I've tried out all the mapping software. I don't think any of it works for these games.
The modern D&D software programs are too concerned with tiles and set pieces and typically don't let you accurately represent the dungeon space of an old school dungeon crawler. How do you show darkness, mana drain, or spinners?
The same sort of problem afflicts these nice specizalized apps.
For example the Dungeon Crawl mapper without bullshit is neat, for what it is, but how are you going to to write down "this is where the dragon is" ? or "these 20 squares are health point drain for male chracters".
Basically the specialized apps all fail to handle any but the simplest dungeon crawlers. This one at least lets you handle block-walls, and thin walls, and stairs-on-edges as well as stairs-on-squares. But it won't be good enough for M&M or Bard's Tale, etc. For example, is there an easy way for you to mark squares you've visited vs squares you haven't? You want to mark them in the positive (you've been there) because marking them in the negative is error prone and tedious.
I mapped out Phantasy Star using this nice java app (similar to the no-bullshit mapper)
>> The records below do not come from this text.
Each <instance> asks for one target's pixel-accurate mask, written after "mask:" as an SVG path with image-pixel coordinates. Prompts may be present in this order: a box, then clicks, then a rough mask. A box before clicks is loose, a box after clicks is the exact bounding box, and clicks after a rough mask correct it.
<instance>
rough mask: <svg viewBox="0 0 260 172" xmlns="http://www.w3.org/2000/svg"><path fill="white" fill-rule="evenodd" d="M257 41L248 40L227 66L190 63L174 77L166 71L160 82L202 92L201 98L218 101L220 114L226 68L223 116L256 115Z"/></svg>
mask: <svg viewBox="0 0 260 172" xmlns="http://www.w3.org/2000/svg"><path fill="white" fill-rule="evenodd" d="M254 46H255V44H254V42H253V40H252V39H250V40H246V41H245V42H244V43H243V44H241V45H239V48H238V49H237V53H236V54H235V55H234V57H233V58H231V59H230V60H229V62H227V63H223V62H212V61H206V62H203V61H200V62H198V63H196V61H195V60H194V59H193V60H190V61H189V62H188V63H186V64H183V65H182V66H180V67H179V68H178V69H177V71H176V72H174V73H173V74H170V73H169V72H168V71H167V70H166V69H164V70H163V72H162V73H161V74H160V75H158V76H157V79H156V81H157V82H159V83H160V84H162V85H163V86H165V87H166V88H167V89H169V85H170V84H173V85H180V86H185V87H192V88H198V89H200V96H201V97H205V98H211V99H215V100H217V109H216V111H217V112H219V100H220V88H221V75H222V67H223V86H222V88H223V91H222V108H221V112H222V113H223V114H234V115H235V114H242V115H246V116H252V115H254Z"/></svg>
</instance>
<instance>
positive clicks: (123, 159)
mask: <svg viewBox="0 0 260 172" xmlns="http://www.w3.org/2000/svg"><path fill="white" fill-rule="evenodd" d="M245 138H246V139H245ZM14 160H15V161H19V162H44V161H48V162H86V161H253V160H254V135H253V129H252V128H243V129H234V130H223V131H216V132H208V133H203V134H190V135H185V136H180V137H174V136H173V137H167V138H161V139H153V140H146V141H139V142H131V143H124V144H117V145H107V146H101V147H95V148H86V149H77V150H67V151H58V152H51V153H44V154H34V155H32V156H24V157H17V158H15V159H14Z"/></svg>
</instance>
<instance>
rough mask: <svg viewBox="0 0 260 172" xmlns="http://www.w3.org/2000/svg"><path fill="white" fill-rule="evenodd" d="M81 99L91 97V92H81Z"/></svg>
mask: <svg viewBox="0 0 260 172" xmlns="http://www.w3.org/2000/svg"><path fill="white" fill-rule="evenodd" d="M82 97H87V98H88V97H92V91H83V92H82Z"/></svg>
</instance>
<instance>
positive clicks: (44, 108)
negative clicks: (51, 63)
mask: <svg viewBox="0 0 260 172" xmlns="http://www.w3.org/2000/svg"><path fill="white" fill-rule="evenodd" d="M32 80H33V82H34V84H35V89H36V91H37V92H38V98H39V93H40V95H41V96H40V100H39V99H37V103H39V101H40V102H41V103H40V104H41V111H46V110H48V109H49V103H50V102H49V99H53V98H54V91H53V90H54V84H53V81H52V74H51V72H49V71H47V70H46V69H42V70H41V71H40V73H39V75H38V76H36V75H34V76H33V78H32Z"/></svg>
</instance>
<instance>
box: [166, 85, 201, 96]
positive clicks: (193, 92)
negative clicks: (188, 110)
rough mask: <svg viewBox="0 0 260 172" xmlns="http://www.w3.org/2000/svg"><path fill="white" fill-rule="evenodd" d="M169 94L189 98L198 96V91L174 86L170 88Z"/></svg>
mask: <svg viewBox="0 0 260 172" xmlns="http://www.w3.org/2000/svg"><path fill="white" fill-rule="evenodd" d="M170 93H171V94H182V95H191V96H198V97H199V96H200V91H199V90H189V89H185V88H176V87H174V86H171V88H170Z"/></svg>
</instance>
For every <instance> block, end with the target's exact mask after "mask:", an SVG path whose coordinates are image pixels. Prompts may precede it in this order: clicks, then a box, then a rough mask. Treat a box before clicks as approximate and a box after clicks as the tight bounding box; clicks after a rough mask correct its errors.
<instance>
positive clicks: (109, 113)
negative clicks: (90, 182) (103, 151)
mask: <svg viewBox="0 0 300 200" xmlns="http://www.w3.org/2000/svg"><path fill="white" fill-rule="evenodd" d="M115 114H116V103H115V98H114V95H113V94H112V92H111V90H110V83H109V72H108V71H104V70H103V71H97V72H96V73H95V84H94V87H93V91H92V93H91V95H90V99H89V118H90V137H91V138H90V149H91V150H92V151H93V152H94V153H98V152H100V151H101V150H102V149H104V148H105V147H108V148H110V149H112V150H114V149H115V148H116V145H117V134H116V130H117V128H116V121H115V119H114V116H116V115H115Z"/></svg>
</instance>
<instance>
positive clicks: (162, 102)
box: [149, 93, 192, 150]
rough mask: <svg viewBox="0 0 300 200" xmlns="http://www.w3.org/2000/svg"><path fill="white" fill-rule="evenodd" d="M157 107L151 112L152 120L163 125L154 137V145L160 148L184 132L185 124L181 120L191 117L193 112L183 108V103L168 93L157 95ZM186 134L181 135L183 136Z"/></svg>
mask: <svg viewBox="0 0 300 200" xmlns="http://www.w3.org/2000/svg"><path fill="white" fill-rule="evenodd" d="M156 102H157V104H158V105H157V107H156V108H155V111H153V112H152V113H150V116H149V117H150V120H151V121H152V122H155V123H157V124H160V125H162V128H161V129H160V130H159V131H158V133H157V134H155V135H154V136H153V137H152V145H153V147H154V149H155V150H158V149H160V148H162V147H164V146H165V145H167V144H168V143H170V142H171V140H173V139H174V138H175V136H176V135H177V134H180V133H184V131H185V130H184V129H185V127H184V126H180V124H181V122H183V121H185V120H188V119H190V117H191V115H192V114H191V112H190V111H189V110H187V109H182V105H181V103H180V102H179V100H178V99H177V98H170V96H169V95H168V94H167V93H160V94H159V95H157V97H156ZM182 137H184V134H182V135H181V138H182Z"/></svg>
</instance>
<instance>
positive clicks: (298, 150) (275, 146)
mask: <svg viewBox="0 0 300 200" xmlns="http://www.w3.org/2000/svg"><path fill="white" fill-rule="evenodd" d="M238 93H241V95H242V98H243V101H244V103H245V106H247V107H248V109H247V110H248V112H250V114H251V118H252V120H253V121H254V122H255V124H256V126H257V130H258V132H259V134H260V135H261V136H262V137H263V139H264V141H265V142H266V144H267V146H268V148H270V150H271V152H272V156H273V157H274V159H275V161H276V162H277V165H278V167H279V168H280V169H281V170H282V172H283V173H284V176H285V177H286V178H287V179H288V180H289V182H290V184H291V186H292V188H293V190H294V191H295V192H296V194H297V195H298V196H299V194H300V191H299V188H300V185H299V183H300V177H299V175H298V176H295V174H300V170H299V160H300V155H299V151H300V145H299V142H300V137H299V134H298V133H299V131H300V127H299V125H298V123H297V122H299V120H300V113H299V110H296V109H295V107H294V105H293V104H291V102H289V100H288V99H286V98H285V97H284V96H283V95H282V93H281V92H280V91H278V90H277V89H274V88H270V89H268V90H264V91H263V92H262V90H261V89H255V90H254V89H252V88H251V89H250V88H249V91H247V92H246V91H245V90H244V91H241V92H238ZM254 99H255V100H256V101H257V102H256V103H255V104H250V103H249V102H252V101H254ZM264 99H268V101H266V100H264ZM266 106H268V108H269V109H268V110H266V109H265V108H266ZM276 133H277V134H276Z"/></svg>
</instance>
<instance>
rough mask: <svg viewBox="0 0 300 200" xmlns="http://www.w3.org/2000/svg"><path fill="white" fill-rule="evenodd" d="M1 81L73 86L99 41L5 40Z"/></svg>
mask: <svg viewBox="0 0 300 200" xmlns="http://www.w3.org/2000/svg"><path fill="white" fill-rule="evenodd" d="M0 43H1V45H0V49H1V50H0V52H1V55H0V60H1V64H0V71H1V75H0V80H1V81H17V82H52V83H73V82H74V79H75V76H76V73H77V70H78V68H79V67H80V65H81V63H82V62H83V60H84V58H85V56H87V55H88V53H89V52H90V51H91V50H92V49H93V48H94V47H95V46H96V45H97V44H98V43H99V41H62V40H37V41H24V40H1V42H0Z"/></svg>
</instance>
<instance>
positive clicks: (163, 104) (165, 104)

http://www.zerker.ca/zzone/2010/01/10/dungeon-mapper-0-1-alpha/ but when I made a mistake it was very painful to fix, having to just do everything all over instead of like.. undo or copy the stuff one square to the right.
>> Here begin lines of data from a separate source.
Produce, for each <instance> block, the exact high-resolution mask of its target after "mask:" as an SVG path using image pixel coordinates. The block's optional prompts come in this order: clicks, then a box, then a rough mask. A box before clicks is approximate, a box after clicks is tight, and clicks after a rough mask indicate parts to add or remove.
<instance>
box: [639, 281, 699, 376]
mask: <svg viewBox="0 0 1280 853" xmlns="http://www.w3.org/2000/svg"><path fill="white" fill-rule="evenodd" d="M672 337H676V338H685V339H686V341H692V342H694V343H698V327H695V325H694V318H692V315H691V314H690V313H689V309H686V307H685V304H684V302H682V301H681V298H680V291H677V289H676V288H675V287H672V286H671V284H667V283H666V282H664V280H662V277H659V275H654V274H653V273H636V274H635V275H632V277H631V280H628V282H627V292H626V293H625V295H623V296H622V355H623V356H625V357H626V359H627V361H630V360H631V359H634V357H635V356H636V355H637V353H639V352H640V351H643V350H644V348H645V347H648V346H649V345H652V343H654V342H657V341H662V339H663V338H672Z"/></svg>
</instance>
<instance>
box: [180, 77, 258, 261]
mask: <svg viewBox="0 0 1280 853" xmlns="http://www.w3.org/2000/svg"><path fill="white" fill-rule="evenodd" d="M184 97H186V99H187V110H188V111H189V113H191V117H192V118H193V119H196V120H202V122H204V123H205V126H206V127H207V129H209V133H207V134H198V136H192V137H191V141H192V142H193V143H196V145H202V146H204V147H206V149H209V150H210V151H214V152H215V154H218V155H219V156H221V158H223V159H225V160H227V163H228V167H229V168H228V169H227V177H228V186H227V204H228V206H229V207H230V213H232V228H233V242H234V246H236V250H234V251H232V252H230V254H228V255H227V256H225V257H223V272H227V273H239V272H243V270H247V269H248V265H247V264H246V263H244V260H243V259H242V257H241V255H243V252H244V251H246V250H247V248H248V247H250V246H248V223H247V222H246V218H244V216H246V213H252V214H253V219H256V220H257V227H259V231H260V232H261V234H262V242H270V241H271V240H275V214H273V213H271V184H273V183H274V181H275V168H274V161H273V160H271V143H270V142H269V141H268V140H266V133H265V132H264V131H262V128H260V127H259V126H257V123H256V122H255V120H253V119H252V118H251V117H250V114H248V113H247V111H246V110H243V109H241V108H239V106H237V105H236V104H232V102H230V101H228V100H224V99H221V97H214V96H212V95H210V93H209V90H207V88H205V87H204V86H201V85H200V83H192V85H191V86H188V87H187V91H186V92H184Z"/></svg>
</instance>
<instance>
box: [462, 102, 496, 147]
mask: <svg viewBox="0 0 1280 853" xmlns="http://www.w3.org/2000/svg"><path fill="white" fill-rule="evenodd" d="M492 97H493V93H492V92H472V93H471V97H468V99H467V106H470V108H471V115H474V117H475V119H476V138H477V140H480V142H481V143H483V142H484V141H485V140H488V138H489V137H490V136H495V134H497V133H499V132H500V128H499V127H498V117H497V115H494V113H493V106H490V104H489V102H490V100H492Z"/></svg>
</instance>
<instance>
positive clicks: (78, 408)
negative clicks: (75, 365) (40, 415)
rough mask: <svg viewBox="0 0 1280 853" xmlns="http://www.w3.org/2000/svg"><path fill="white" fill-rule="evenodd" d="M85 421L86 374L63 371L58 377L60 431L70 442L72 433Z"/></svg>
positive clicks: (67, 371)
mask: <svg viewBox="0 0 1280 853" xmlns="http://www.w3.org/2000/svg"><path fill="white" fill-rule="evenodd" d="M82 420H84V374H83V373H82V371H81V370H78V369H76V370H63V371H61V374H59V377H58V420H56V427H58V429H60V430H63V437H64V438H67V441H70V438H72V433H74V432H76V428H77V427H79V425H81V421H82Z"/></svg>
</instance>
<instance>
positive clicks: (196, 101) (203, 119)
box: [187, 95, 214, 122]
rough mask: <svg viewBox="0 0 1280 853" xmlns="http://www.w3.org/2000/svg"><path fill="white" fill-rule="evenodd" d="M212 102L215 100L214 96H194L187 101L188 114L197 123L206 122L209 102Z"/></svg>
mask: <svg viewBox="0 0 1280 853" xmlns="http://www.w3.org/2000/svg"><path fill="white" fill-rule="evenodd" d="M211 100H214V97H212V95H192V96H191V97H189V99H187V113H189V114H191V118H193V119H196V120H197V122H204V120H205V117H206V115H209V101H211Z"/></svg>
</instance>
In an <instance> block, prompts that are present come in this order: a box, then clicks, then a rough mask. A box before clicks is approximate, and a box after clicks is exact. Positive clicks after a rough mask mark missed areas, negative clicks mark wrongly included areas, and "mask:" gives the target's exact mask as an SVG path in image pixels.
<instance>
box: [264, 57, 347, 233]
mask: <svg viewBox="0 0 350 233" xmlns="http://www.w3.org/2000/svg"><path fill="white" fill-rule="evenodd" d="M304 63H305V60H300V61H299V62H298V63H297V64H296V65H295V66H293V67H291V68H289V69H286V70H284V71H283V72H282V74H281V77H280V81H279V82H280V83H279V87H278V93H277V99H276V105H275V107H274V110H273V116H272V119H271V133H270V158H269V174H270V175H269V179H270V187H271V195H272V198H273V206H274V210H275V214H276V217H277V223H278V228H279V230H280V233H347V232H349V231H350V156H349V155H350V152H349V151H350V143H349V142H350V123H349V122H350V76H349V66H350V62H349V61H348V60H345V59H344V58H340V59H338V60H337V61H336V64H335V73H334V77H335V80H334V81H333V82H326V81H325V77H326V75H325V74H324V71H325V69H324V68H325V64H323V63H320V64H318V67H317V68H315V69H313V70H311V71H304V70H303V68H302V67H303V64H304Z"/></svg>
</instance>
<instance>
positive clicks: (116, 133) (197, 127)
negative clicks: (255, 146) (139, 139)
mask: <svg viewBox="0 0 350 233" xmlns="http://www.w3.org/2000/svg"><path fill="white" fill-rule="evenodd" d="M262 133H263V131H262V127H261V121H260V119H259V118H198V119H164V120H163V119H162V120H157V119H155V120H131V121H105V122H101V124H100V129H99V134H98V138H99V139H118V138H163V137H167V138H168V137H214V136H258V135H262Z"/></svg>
In the end I went back to using Inkscape with a snap-to-grid and some specialized symbols I cooked up as I needed them. It's easy to make symbols. Just draw some conceptual thing in large scale, then zoom it to the right size and make it an object you can copy and paste as needed. Your legend doubles as your palette. The downside, as always, is it's slower than paper. Also you may have to put in some initial time to learn the basic inkscape controls (or excel or whatever you chose). It's not that hard though, all you have to learn is item selection, node selection, and some keystrokes to swap between stuff like select, nodeselect, text entry, and linedraw (s, n, t, and b for bezier). Managing the depth of items within your layer can be an issue but it's a simple concept and the menus will work for how often you need to do it (very rarely).
The other major choice is Excel with the "draw border" feature on the cells which is very time-efficient, but makes representing odd things like one-way-doors very challenging. I think this would work OK for a simpler crawler but for the more challenging it may be hard to track things like a one-way secret doors or elaborate teleport-trap mazes. (actual arrows pointing from origin to destination across the map can be so nice here).
If you like I can upload my copy of Sorpigal for you to run with, though the legend is mostly not labelled because it's leftover symbols from bard's tale 3 and I don't know what will be useful yet.